Conceitos essenciais
Neural networks can learn complex concepts that are often not easily interpretable. This survey reviews recent methods for explaining the concepts learned by neural networks, ranging from analyzing individual neurons to learning classifiers for entire layers, in order to make neural networks more transparent and easier to control.
Resumo
This survey provides a comprehensive overview of recent approaches for explaining concepts in neural networks. It categorizes the methods into two main groups:
Neuron-Level Explanations:
- Similarity-based approaches compare the activation of individual neurons to predefined concepts, such as the network dissection method that measures the intersection over union between neuron activations and segmented concept images.
- Causality-based approaches analyze the causal relationship between neuron activations and concepts, either by intervening on the input to measure the influence on neuron activations or by intervening on the neuron activations to measure the impact on concept prediction.
Layer-Level Explanations:
- Concept Activation Vectors (CAVs) train a linear classifier for each concept to identify the presence of the concept in the activations of a specific layer.

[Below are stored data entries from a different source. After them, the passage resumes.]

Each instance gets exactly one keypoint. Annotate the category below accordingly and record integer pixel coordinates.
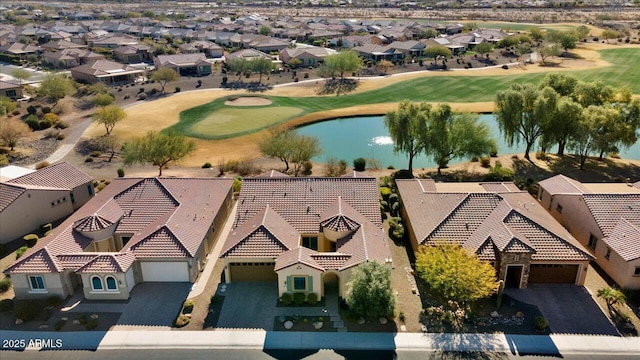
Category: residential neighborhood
(312, 179)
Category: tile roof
(488, 222)
(62, 175)
(168, 217)
(624, 239)
(561, 184)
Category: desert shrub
(385, 192)
(312, 298)
(286, 299)
(30, 239)
(359, 164)
(21, 251)
(91, 324)
(540, 323)
(27, 310)
(298, 298)
(187, 307)
(6, 305)
(5, 284)
(182, 321)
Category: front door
(514, 274)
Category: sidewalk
(259, 339)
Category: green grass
(437, 88)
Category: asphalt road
(274, 354)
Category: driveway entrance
(569, 309)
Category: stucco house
(35, 198)
(604, 217)
(304, 232)
(185, 64)
(134, 230)
(497, 222)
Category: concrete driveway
(569, 309)
(249, 305)
(154, 304)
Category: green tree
(158, 149)
(408, 128)
(522, 112)
(56, 87)
(109, 116)
(451, 135)
(262, 66)
(611, 296)
(12, 130)
(453, 274)
(164, 75)
(102, 100)
(437, 51)
(369, 292)
(21, 74)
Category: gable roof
(168, 218)
(486, 222)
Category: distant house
(604, 217)
(12, 91)
(304, 233)
(308, 56)
(185, 64)
(209, 48)
(498, 223)
(39, 197)
(135, 230)
(105, 71)
(69, 58)
(133, 54)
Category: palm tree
(611, 296)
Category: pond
(367, 137)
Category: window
(112, 283)
(310, 242)
(36, 282)
(96, 283)
(300, 283)
(593, 241)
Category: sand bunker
(248, 101)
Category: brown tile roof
(624, 239)
(62, 175)
(109, 263)
(561, 184)
(167, 218)
(8, 194)
(488, 222)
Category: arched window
(96, 283)
(112, 283)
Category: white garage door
(169, 271)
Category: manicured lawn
(232, 121)
(215, 120)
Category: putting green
(233, 121)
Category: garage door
(167, 271)
(253, 272)
(553, 273)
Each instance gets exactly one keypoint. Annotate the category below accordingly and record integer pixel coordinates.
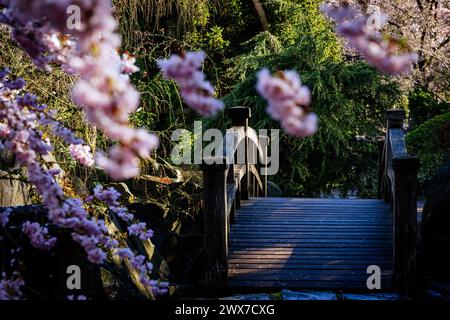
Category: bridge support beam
(240, 117)
(215, 224)
(405, 222)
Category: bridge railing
(228, 179)
(397, 185)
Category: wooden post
(381, 173)
(405, 222)
(215, 223)
(394, 118)
(265, 140)
(240, 117)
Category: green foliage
(430, 142)
(350, 99)
(423, 106)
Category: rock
(307, 295)
(273, 190)
(79, 186)
(436, 223)
(14, 191)
(126, 195)
(371, 296)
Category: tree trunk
(261, 14)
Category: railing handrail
(225, 183)
(398, 177)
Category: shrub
(424, 106)
(429, 142)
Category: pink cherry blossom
(82, 154)
(10, 288)
(4, 216)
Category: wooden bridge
(256, 241)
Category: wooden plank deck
(310, 243)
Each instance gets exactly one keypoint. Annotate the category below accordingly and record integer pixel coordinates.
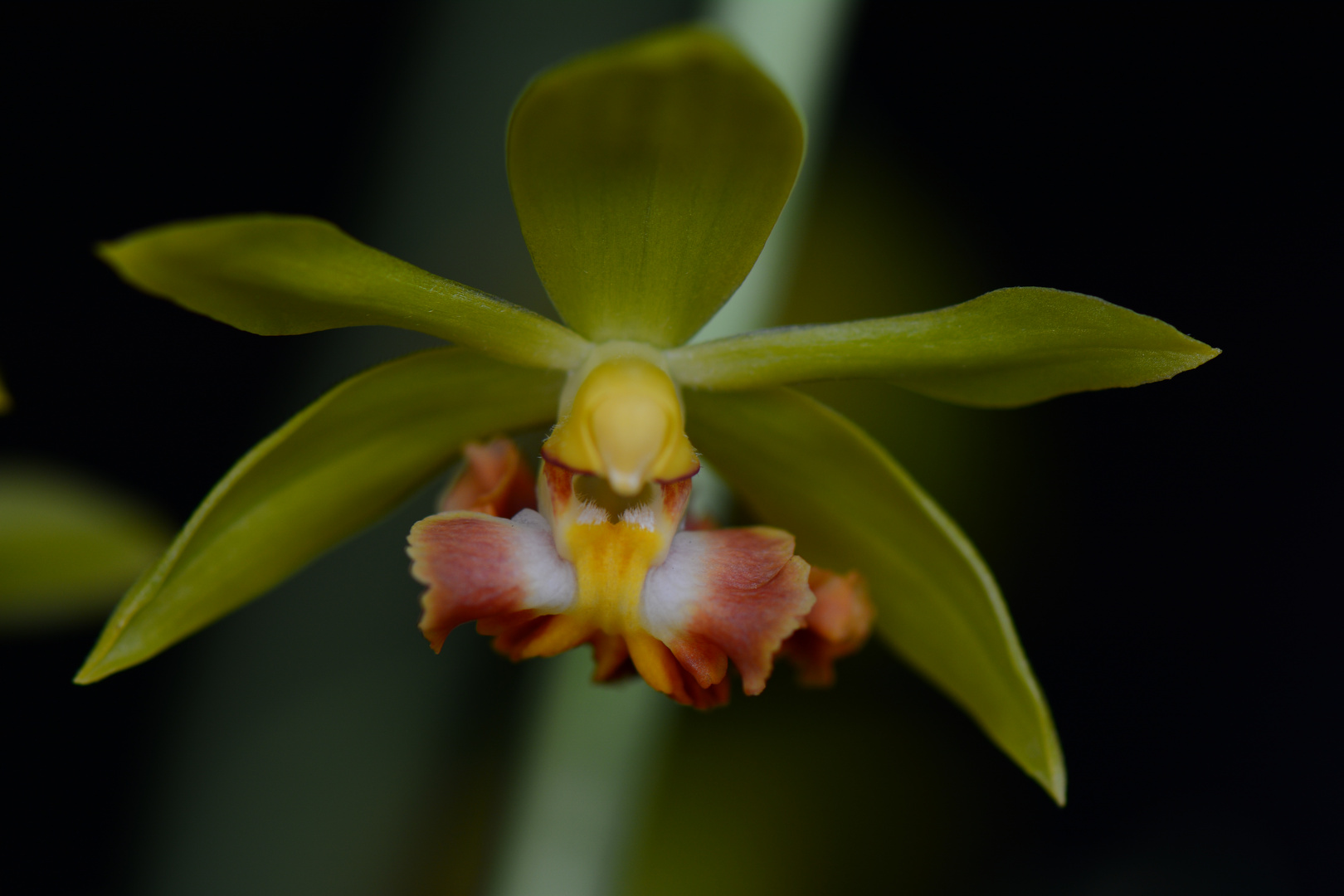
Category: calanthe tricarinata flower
(647, 179)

- Probing uses a multi-class classifier to evaluate how well the layer activations capture linguistic features, which can then be combined with a knowledge base to provide richer explanations.
- Concept Bottleneck Models explicitly represent each concept as a unique neuron in a bottleneck layer, allowing the model to explain its predictions in terms of the activated concepts.
The survey highlights the progress in this active research area and discusses the opportunities for tighter integration between neural models and symbolic representations, known as neuro-symbolic integration, to make neural networks more transparent and controllable.